CDXXII. Malumori dell'Iscariota, che provoca la lezione sui doveri e sui servi inutili.­

   24 aprile 1946.

   422.1­Il greto biancheggia infatti nella notte illune ma chiarissima di migliaia di stelle, di larghe, inverosimilmente larghe stelle di cielo d’Oriente. Non è il lume intenso come quello della luna, ma è già una fosforescenza dolce che permette, a chi ha l’occhio assuefatto al buio, di vedere dove cammina e ciò che lo circonda. Qui, alla destra dei viandanti che risalgono verso nord costeggiando il fiume, la mite luminosità stellare mostra il limite vegetale fatto di canneti, salici e poi alberi alti e, poiché è lume molto lieve, essi sembrano fare una muraglia compatta, continua, senza interruzione, senza possibilità di penetrazione, appena rotta là dove il letto di un ruscello o di un torrente, completamente disseccati, mette una riga bianca che si addentra verso oriente e scompare alla prima curva del minuscolo affluente ora asciutto. Alla sinistra, invece, i camminatori discernono il luccichio delle acque che scendono verso il mar Morto borbottando, sospirando, frusciando, quiete e serene. E fra la linea lucente delle acque d’indaco, nella notte, e la massa nero-opaca delle erbe, arbusti e alberi, la striscia chiara del greto, dove più larga, dove più stretta, talora interrotta da un minuscolo stagno, residuo della passata piena, ancora dotato di un poco d’acqua in via di riassorbimento e nel quale fanno ciuffo ancor verde le erbe che altrove sono disseccate nell’a­sciut­to­re del greto, certo ardente nelle ore di sole.
   Gli apostoli sono costretti da questi piccoli stagni, oppure da grovigli di falaschi secchi ma pericolosi come lame al piede seminudo nei sandali, a separarsi ogni tanto per poi riunirsi in gruppo intorno al Maestro loro, che va col suo passo lungo, sempre maestoso, tacendo per lo più, con lo sguardo levato alle stelle più che curvato al suolo.

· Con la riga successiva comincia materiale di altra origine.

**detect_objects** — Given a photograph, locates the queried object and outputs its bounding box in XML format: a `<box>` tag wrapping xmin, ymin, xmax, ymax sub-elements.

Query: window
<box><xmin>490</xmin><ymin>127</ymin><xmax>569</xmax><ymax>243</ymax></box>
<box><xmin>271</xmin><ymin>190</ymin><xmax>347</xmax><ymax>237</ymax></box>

Gli apostoli no, non tacciono. Parlano fra di loro, riepilogando gli avvenimenti della giornata, traendone conclusioni oppure prevedendone gli svolgimenti futuri. Qualche rara parola di Gesù, sovente detta per rispondere a una diretta domanda oppure per correggere qualche ragione storta o non caritativa, punteggia il chiacchiericcio dei dodici. E il cammino procede nella notte, ritmando il silenzio notturno di un elemento nuovo su quelle rive deserte: le voci umane e lo scalpiccio dei passi. E tacciono gli usignoli fra le fronde, stupiti che suoni discordi e aspri si mescolino, turbando, all’abituale rumore delle acque e delle brezze, soliti accompagnamenti ai loro a-soli virtuosi.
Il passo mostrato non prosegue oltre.